Type of event: Online (Zoom)
Speakers
Umberto Bonomo, Associate professor PUC and Cultural Heritage Center Director.
Rodrigo Gertosio Swanston, PHD (c) Architecture and Urban Studies Universidad Católica de Chile.
Date: 29/08/2023 3:00 pm (UTC) / Date details: Santiago Chile 11:00 hrs
Portales Neighborhood Unit. Bresciani, Valdés, Castillo, Huidobro. 1953-1967. Photo: René Combeau / Archivo de Originales CID SLGM, FADEU-PUC.
Description
Modern Neighborhood Units in Santiago. Exploring common space.
Abstract
The modern neighborhood units built in Chile between 1940 and 1970 reflect the political-institutional transformation of those years. This transformation was promoted and affected the disciplinary development of architecture and urbanism in a symbiotic process that formed a dynamic, where political-institutional changes and theoretical gear (urban and architectural) were translated into increasingly ambitious public policies. The strong criticism of modern architecture during the seventies and eighties led to a condition of oblivion and stigmatization of such works. However, in recent years this condition seems to have changed, the growing sensitivity on the part of citizens towards modern Neighborhood units is an important precedent and demonstrates the validity and importance of cataloging, studying and preserving them both in their physical and spatial dimension as well as in their social dimension.

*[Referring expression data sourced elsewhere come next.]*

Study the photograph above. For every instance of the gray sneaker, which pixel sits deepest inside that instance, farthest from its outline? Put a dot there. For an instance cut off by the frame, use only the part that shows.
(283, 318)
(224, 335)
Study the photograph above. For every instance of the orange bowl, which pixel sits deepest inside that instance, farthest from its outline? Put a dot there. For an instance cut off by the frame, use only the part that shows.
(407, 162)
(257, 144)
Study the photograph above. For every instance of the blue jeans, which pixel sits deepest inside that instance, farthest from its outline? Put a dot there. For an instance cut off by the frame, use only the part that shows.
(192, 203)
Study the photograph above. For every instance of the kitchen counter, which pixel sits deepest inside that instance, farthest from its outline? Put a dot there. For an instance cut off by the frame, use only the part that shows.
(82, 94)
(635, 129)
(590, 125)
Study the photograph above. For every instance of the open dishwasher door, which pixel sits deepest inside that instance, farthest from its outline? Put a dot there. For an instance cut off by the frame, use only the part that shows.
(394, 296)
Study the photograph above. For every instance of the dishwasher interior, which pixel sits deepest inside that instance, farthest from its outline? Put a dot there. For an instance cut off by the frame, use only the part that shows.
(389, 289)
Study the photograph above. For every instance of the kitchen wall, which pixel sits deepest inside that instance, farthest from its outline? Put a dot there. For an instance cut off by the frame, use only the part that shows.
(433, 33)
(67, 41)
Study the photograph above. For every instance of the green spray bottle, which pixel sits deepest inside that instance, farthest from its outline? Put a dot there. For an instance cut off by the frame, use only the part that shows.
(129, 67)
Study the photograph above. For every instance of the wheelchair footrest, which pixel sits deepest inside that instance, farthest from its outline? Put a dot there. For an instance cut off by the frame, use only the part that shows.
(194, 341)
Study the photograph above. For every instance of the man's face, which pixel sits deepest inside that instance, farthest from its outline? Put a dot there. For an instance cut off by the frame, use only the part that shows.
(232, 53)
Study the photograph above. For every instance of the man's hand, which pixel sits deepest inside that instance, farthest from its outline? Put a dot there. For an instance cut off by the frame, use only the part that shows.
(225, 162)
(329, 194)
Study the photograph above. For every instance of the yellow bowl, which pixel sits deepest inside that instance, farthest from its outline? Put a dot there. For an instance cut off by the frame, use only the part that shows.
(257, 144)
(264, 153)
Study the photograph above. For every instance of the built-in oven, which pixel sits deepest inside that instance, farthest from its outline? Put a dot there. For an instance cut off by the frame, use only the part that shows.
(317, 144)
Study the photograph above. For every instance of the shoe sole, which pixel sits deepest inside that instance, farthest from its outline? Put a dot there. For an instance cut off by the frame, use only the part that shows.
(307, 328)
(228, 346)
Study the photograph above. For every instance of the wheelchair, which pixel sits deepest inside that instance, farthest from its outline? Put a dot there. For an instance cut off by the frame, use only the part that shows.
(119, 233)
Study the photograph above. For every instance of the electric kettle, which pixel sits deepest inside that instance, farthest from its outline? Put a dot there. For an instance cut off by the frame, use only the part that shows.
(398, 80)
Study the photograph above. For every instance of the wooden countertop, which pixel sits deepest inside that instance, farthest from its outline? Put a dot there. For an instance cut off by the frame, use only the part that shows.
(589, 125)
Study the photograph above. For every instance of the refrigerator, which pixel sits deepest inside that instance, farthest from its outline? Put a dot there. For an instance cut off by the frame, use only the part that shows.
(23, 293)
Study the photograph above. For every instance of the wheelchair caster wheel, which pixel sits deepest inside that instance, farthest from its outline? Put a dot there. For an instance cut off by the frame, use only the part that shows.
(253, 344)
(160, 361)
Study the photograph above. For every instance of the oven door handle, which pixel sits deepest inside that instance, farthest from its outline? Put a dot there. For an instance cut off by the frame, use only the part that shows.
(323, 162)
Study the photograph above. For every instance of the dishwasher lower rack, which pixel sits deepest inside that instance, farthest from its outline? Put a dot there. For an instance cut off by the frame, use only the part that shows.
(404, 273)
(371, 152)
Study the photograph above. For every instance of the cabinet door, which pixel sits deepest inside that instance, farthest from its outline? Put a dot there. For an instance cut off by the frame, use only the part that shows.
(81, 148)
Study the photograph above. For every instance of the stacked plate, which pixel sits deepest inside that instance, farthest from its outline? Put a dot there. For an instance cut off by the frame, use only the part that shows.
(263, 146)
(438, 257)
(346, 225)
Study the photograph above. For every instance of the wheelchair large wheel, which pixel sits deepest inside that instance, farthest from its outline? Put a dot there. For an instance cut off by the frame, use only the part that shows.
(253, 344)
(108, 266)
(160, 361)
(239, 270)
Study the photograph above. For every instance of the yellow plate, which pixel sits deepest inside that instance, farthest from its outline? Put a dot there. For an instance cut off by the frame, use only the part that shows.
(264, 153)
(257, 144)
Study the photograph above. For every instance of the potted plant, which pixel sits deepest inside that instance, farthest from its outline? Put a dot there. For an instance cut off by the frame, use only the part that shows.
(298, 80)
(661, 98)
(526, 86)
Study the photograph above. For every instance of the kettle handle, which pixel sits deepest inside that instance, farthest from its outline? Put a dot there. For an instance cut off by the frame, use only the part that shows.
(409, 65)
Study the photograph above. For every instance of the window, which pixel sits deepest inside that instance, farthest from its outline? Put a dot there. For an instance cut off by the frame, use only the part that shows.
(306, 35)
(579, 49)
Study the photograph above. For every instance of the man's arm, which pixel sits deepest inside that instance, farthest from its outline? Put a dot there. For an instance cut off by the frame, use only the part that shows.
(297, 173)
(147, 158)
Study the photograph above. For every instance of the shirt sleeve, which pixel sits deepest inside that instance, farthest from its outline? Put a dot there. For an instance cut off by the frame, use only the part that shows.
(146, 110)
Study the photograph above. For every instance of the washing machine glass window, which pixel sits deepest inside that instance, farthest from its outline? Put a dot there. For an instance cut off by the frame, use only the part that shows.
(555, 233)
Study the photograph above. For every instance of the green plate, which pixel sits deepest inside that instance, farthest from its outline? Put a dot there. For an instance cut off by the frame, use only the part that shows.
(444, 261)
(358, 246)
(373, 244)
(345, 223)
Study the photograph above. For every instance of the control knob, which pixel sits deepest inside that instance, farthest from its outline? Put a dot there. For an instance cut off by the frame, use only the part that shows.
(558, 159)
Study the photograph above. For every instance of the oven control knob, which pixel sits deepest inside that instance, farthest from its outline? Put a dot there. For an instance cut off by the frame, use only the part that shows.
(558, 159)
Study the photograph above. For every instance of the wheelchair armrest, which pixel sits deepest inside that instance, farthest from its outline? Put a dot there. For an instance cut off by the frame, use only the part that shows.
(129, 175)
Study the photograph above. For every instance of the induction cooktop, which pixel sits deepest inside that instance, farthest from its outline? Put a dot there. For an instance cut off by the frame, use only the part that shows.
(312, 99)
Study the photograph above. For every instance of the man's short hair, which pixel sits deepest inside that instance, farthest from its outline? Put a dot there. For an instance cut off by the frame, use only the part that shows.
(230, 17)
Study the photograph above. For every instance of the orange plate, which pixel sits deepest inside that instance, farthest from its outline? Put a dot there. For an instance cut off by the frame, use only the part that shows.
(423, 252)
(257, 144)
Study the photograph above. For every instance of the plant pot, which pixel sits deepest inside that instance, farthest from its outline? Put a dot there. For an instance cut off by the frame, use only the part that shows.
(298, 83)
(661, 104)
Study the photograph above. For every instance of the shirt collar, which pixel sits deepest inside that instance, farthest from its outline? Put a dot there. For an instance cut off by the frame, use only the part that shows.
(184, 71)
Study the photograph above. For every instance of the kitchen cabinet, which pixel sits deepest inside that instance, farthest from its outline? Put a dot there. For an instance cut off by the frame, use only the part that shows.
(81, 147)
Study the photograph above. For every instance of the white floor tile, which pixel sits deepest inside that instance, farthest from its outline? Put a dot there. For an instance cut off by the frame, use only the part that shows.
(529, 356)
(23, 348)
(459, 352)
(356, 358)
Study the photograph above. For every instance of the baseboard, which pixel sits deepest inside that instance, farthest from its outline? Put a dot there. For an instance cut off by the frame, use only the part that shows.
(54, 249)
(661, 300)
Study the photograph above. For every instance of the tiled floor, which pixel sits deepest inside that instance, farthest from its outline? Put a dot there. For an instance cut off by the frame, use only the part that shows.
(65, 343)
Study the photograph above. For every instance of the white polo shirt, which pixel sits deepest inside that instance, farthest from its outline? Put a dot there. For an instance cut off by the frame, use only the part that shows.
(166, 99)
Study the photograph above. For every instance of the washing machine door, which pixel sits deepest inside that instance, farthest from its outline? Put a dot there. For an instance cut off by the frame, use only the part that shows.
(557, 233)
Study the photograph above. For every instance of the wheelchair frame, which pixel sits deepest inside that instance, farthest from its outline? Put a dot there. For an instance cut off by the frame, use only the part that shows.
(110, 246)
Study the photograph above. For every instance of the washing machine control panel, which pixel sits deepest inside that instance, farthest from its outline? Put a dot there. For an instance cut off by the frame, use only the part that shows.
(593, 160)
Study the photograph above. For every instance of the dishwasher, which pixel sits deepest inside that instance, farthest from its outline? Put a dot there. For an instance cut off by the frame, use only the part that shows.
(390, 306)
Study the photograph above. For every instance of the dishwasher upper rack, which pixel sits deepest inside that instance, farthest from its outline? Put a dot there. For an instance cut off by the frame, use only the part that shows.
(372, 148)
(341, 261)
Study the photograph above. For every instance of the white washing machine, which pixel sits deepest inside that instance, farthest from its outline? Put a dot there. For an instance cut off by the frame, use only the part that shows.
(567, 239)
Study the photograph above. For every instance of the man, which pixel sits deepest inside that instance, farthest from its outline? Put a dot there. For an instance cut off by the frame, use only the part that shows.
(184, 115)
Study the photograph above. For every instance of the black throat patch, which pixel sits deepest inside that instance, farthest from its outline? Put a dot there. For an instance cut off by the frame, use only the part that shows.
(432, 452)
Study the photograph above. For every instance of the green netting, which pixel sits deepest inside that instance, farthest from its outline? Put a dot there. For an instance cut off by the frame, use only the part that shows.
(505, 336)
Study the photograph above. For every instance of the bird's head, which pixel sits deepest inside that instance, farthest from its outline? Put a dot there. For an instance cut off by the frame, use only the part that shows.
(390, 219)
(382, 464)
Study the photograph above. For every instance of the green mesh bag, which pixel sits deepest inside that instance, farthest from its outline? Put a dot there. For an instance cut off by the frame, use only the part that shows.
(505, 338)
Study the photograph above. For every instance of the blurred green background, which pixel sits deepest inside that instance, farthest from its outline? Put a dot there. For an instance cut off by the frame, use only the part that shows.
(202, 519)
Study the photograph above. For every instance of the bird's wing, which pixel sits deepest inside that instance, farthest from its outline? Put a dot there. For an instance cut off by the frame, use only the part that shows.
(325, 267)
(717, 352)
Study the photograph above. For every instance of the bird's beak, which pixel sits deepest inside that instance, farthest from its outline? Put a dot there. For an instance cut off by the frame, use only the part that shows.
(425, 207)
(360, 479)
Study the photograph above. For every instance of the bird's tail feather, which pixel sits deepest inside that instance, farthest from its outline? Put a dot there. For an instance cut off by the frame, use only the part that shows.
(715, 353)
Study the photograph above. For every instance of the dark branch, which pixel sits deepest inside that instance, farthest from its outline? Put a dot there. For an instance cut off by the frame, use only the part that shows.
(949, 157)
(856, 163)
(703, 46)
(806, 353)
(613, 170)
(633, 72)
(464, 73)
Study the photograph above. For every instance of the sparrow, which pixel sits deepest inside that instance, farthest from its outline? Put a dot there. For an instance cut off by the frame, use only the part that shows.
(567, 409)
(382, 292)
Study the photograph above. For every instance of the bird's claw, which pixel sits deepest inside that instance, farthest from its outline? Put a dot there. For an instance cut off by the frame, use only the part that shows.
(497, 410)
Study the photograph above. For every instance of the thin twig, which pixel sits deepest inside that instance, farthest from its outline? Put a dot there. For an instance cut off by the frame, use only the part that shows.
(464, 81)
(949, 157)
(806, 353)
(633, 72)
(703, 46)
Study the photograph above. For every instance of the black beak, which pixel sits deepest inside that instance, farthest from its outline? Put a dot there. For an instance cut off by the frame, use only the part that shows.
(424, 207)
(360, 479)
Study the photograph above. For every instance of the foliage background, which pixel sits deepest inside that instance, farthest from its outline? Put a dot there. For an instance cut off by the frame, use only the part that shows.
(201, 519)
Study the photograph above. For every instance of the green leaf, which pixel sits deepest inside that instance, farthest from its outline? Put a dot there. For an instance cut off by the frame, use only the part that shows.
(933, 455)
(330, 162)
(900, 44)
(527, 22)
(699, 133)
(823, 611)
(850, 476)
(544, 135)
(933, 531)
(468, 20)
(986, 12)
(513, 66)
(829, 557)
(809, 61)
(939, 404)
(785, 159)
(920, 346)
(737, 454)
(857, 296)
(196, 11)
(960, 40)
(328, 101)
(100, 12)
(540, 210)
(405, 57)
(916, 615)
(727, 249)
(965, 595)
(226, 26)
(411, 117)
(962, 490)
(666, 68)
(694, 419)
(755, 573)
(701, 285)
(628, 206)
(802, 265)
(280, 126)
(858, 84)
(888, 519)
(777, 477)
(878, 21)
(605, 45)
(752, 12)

Image of Villa Los Presidentes (Ñuñoa, Santiago) . Photograph by Felipe Hevia
Green Heritage: Modern housing complexes and their Ecosystem Services.
Abstract
During the 1960s, Santiago de Chile expanded towards the east through numerous housing complexes of modern architecture. Between 2009 and 2017, 3 of these complexes underwent heritage processes driven by their communities, who, coincidentally, elevated the same attribute to the heritage category: their green areas. These extend from the parks and squares to the front gardens and patios and along the avenues that link them. However, this sequence is not exclusive to the patrimonialized cases. Still, instead, it is possible to see in many others, which shows that beyond the action of the neighbours themselves to plant and maintain specific vegetation, the continuity of green areas comes from a more extensive scale planning that provides sequences of available spaces for this to occur.
Today, thanks to satellite images, vegetation indexes (NDVI), temperature (LST) and spectral classification models, it is possible to observe extensive fragments of continuous vegetation and permeable soil between different housing complexes, thus revealing the presence of valuable ecosystem services inside the city, especially relevant to mitigate some of the effects of climate change. Demonstrating the above allows for revealing new values for the same attribute and incorporating these environmental benefits within heritage protection frameworks to ensure their conservation.